Re: Chinese/Japanese/Korean names and their romanizations in aFrench article


From: Pierre
Date: Mar 31, 2008 2:40AM

Sorry for not responding recently, I was a bit busy... and thank you
so much for your advices, all! I wasn't expecting so interesting
conversation about this topic... :)

inline comments/response following.

2008/3/25, Jukka K. Korpela < <EMAIL REMOVED> >:
> It's surely advisable to include romanized text, since most people who
> know French don't understand CJK characters and would find them
> particularly difficult, if not alienating, since they bear no
> resemblance to characters that they know.

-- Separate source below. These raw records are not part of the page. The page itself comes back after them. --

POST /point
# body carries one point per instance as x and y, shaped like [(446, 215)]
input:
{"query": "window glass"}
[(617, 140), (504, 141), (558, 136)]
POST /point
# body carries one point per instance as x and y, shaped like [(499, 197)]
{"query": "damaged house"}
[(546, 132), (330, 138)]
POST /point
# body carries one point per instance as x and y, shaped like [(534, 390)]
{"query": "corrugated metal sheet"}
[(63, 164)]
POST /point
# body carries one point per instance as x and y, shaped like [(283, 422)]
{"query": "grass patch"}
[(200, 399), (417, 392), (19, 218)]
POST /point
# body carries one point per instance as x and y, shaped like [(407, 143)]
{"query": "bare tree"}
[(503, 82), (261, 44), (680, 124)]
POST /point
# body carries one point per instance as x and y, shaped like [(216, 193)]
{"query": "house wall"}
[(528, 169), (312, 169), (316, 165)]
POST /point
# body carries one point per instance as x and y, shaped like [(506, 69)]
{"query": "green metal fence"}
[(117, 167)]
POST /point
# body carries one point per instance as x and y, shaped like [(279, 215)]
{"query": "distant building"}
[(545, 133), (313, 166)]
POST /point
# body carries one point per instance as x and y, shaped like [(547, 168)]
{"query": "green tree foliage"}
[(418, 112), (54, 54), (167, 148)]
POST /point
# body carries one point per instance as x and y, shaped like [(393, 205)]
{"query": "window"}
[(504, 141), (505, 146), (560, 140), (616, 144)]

Exactly. Oddly enough, with Vietnamese, people don't feel the same,
since it looks like latin characters...

> On such grounds, I think you should used romanized forms in the primary
> text and include the CJK form inside parentheses, rather than vice
> versa. You should indicate the romanization system used, since there are
> several systems in use; when using pinyin, linking to
> http://www.pinyin.info might be a good idea (so that you won't need to
> explain the details yourself).

I can give an explanation of the romanized systems used in the "About
this Website" page, I guess. This is what I've done with the RSS
system already, and it seems to work quite well.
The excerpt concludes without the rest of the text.